The Checkered Giant is a running breed. There isn’t a drop of fat on that body, which is not necessarily a good thing in terms of human health – see Rabbit Starvation. The Checkered Giant has a high rate of metabolism and will additionally take many weeks to put any meat on its frame. According to Ms. Ford, “No Checkered Giant in my rabbitry is worth processing, meat-wise, before 16 weeks of age – just nothing on their bones at all.” 

In comparison, Ms. Ford’s New Zealand White rabbits typically reach market weight of 5-6 pounds within 9-10 weeks. The dress-out percentage is near 50%, meaning that a 5-pound rabbit yields a 2.5 pound carcass.

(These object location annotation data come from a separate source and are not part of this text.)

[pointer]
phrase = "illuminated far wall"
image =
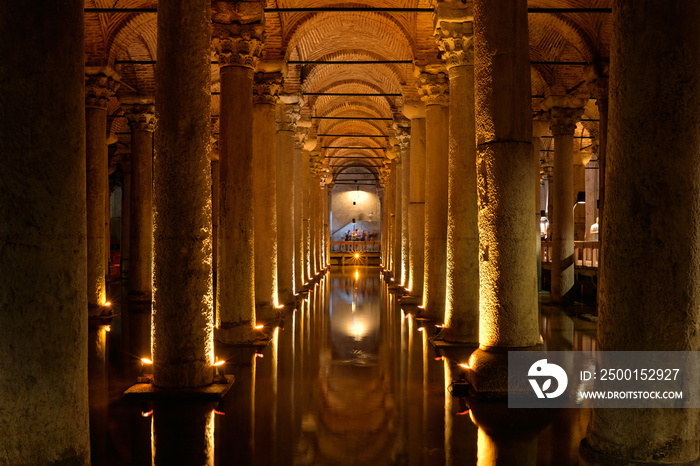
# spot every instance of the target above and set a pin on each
(366, 210)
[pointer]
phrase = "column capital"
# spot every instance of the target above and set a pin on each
(141, 117)
(454, 32)
(100, 84)
(267, 87)
(433, 88)
(238, 44)
(563, 120)
(403, 134)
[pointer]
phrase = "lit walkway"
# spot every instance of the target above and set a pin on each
(347, 381)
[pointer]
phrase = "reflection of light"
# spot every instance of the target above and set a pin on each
(357, 329)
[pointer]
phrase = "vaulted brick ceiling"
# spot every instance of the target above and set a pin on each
(120, 39)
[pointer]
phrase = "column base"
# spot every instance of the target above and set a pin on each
(590, 457)
(488, 370)
(149, 392)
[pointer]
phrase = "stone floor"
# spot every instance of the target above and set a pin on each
(349, 380)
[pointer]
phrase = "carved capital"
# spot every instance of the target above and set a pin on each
(99, 87)
(141, 117)
(267, 87)
(403, 135)
(563, 120)
(433, 89)
(238, 44)
(456, 42)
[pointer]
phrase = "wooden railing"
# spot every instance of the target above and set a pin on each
(586, 253)
(355, 246)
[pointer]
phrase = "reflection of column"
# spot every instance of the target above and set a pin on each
(508, 290)
(238, 48)
(397, 177)
(141, 119)
(265, 92)
(287, 115)
(591, 174)
(416, 197)
(100, 84)
(650, 202)
(297, 173)
(434, 92)
(563, 123)
(183, 347)
(43, 322)
(98, 392)
(454, 33)
(183, 433)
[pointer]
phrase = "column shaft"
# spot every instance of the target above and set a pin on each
(265, 193)
(43, 290)
(651, 202)
(142, 123)
(183, 346)
(508, 315)
(287, 116)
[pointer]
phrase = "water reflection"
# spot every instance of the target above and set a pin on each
(349, 380)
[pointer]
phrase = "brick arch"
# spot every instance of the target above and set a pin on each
(313, 36)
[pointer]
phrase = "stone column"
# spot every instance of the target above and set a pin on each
(100, 84)
(563, 123)
(396, 221)
(415, 111)
(591, 195)
(265, 96)
(183, 345)
(508, 316)
(142, 121)
(434, 90)
(238, 48)
(43, 290)
(651, 202)
(297, 173)
(403, 134)
(454, 34)
(287, 115)
(305, 215)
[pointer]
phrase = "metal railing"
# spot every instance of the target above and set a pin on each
(355, 246)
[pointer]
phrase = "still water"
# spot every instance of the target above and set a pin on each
(349, 380)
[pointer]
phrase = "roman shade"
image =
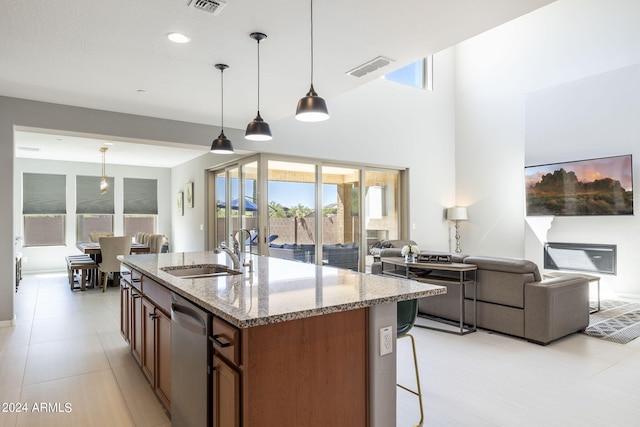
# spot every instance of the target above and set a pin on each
(44, 194)
(140, 196)
(88, 197)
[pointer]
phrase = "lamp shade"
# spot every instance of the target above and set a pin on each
(457, 213)
(312, 108)
(258, 130)
(221, 145)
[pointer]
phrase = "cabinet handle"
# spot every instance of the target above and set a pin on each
(220, 343)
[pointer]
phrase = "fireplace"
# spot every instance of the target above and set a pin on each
(585, 257)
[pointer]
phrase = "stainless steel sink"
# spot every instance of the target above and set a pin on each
(200, 270)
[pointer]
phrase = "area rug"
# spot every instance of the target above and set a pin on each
(617, 321)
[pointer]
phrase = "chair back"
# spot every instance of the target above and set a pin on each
(407, 313)
(155, 242)
(110, 248)
(94, 236)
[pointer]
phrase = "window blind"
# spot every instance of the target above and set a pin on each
(88, 197)
(44, 194)
(140, 196)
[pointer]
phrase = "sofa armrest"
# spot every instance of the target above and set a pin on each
(555, 308)
(376, 268)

Commercial enterprises frequently achieve a 4.75 – 5 pound rabbit by age 8 weeks.

 

100 Years of Genetic Selection in New Zealands and Checkered Giants

Checkered Giant rabbit - not the best breed for raising meat rabbitsCheckered Giant Rabbit
Raising meat rabbits - New Zealand White rabbitNew Zealand Rabbit

Over many decades, certain breeds of rabbits have been selectively bred to serve a particular purpose, for example, meat production.

The New Zealand White Rabbit has served as the meat rabbit breed of choice since the 1920's. As farmers consistently kept and bred the meatiest rabbits with not-too-heavy bones, their selective breeding served to enhance the ability of the New Zealand rabbit to grow rapidly when young on moderate amounts of feed. Their body type shifted from racy to meaty, and the meat-to-bone ratio improved dramatically.

Rabbit farmers want their New Zealands to have heavily muscled bodies because the purpose of the breed is to feed pets and people.

The Checkered Giant has also been around since the early 1920's in the USA. Its body was also a product of its genetic background, a fancy running breed desired for its size and distinctive spotted coat. Checkered Giant breeders didn't want a round meaty rabbit, they wanted their sleek, energetic giant, and worked hard to create just the right rabbit for their purposes. 

There was nothing wrong with the Raggy Bits Checkered Giant rabbit. The breed is just not a good fit for the purpose of raising meat rabbits. 

Raising Meat Rabbits with Hybrid Vigor

If you're raising meat rabbits, you'll want to take advantage of the principle of hybrid vigor, also known as heterosis.

One achieves hybrid vigor by cross-breeding two unrelated breeds or bloodlines within the same breed. This results in heterosis, meaning the state of carrying two different genes for each trait. The different genes can each cover for any weakness in the other half of its pair. The result of heterosis, or hybrid vigor, is increased vigor, health, growth rate, disease resistance, and fertility.

It is a temptation to breed together your fabulous hybrids. You can do it, of course, but within a few generations you will lose the hybrid vigor advantage--your rabbits will no longer be hybrids.

This is why Californians are often kept and crossed with New Zealands. The vigor factor will be strongest if both sire and dam are purebreds of their individual breeds.

This is also why Altex sires are used to create terminal cross offspring. The Altex represents a third breed, further enhancing hybrid vigor and growth rates. Terminal crosses can reach market weight as early as 7 – 7.5 weeks of age. Again, if you then save a terminal cross to use in your breeding herd, you will eventually lose the hybrid advantage.